Jul 30, 2021 - Politics & Policy

From gypsy moths to Audubon, nature names face racism test

Freshly hatched caterpillars of gypsy moths  on the bark of a red oak.

Freshly hatched caterpillars of gypsy moths on the bark of a red oak. Photo: Sebastian Willnow/picture alliance via Getty Images

Bugs, birds, fish and plants with names linked to white supremacists may be renamed, as science confronts its own ties to systemic racism.

Why it matters: The national reckoning was inevitably going to pass this way. The sciences have long underrepresented and erected barriers of entry to people of color and there’s a concerted effort for a reset under way in academia, research and hiring.

Driving the news: The Entomological Society of America announced this month insects known as Aphaenogaster araneoides and Lymantria dispar will no longer be called "gypsy ants" and "gypsy moths." Gypsy is a racial slur for Romani people.

  • The U.S. Fish and Wildlife Service and other state agencies recently halted the use of "Asian carp" to describe some invasive species of fish in the wake of rising anti-Asian violence, The Associated Press reports.
  • Bird Names for Birds has launched a campaign to change bird names, including the Hammond’s Flycatcher. That bird was named after former U.S. Surgeon General William Alexander Hammond, who once collected the brains of killed Indigenous people.

The intrigue: The American Ornithological Society announced in May its commitment to changing “exclusionary or harmful bird names.”

  • The American Ornithological Society’s North American Classification Committee said last year the McCown’s Longspur would change to the Thick-billed Longspur following complaints about Confederate general John Porter McCown, an amateur ornithologist whose name is on the bird.
  • Conservation activists say the Erythrina caffra, commonly known as the "African Coral Tree," should see a name change since it has roots in a slur used for South Africa's Black communities.
  • California's Pinus sabiniana, or the “Digger Pine,” which is a pejorative term used to reference the Paiute and other Indigenous groups, also is seeing calls for renaming.

The National Audubon Society, the nation’s well-known bird conservation group, is debating whether to change its name. The group is named after John James Audubon, a bird enthusiast who also enslaved Black people.

Flashback: The reexamination comes as scientific institutions and biological diversity organizations publicly pledged their commitment to inclusion in the wake of George Floyd's death.

  • Institutions and organizations also are confronting a past where science was largely defined and practiced by white men, who sometimes gave species problematic names with racial slurs.
  • Science organizations say they want to make fields more welcoming for people of color. Doctoral degrees in science and engineering are still overwhelmingly conferred on white students, according to an analysis from the National Science Foundation.
  • U.S. Rep. Al Green (D-Texas) and Sen. Elizabeth Warren (D-Mass.) introduced legislation to create a board to help rename more than 1,000 towns, lakes, streams, creeks and mountain peaks across the U.S. that are still named with racist slurs.

What they're saying: "We know that changing bird names is not going to fix racism as much as I wish it would. But we're working on removing this one brick, that is part of this huge thing we need to deal with," Jordan Rutter, a co-founder of Bird Names for Birds, told Axios.
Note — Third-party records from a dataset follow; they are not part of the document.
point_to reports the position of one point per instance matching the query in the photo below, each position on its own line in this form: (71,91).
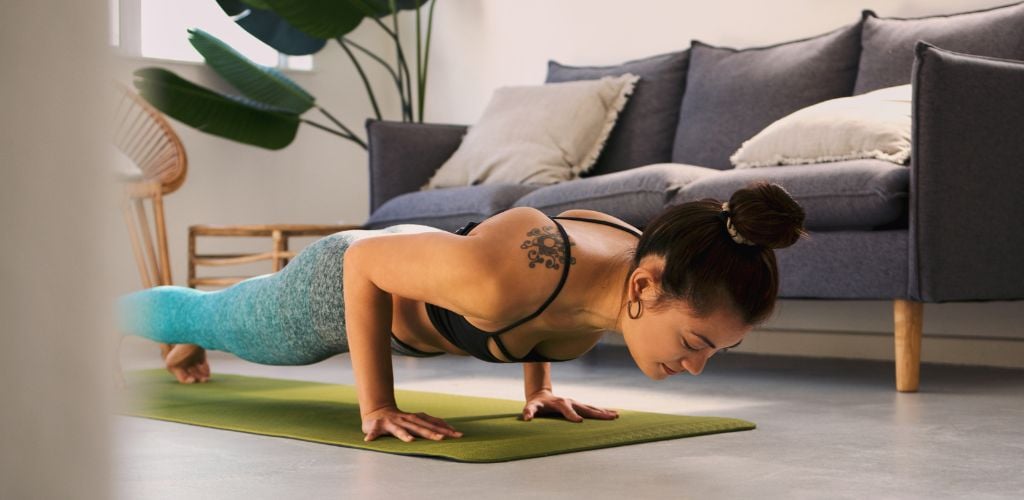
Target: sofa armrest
(967,177)
(403,156)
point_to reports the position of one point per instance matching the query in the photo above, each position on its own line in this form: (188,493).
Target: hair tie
(736,237)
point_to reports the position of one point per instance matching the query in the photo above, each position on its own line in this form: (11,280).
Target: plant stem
(402,66)
(407,107)
(345,135)
(336,122)
(426,57)
(378,58)
(363,75)
(419,64)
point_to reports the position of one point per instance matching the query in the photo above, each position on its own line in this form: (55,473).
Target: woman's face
(672,341)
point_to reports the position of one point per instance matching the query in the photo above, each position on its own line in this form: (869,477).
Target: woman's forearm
(368,322)
(536,377)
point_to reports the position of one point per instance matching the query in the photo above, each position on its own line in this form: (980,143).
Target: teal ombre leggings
(293,317)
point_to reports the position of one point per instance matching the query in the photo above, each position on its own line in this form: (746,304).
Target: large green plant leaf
(270,29)
(229,117)
(257,82)
(320,18)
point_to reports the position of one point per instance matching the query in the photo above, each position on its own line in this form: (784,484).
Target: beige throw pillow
(540,134)
(871,125)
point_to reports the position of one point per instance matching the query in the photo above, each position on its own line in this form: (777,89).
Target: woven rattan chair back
(143,135)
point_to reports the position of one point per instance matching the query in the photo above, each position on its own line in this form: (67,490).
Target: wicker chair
(144,136)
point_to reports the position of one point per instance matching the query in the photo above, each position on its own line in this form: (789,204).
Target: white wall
(479,45)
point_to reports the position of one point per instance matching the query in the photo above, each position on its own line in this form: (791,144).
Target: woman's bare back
(556,333)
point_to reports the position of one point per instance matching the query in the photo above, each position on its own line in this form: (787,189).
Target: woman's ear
(646,279)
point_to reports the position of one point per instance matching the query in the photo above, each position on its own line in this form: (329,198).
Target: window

  • "You have these names that really just represent white colonialism and the perspectives that they had when they decided these are the names," said Gabriel Foley, a group co-founder.
  • Rutter and Foley said the movement to change names also is about the process where people can engage in social justice and science.
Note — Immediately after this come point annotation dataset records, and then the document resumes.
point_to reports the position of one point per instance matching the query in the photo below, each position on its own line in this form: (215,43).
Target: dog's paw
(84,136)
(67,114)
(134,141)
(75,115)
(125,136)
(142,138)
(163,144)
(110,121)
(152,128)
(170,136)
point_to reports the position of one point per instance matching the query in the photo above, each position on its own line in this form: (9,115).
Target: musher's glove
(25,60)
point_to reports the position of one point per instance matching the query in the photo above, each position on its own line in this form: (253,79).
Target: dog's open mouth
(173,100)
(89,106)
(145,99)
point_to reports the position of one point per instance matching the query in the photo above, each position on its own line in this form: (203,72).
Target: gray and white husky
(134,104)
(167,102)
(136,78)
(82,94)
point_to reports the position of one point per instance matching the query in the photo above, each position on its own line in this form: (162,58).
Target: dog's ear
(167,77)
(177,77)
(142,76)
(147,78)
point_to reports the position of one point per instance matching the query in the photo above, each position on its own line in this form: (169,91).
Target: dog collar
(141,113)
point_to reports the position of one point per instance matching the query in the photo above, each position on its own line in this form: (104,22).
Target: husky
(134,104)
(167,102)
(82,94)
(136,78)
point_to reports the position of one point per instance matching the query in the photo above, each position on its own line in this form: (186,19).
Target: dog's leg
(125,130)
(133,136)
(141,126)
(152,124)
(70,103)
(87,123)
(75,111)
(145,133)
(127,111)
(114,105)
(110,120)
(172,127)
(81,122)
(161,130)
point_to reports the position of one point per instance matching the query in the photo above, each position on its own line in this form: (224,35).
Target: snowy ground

The other side: Bird names are one of the treasures of the English language and not all bird names are derived from old white men, wrote Helen Andrews, a senior editor at The American Conservative.

  • "Some are just very, very old. Our Anglo-Saxon ancestors were talking about swans, sparrows, and ravens when William the Conqueror was a boy," Andrews wrote.
  • "To preserve the richness of American bird names for future generations, today’s politically correct literalists deserve (a) brushoff."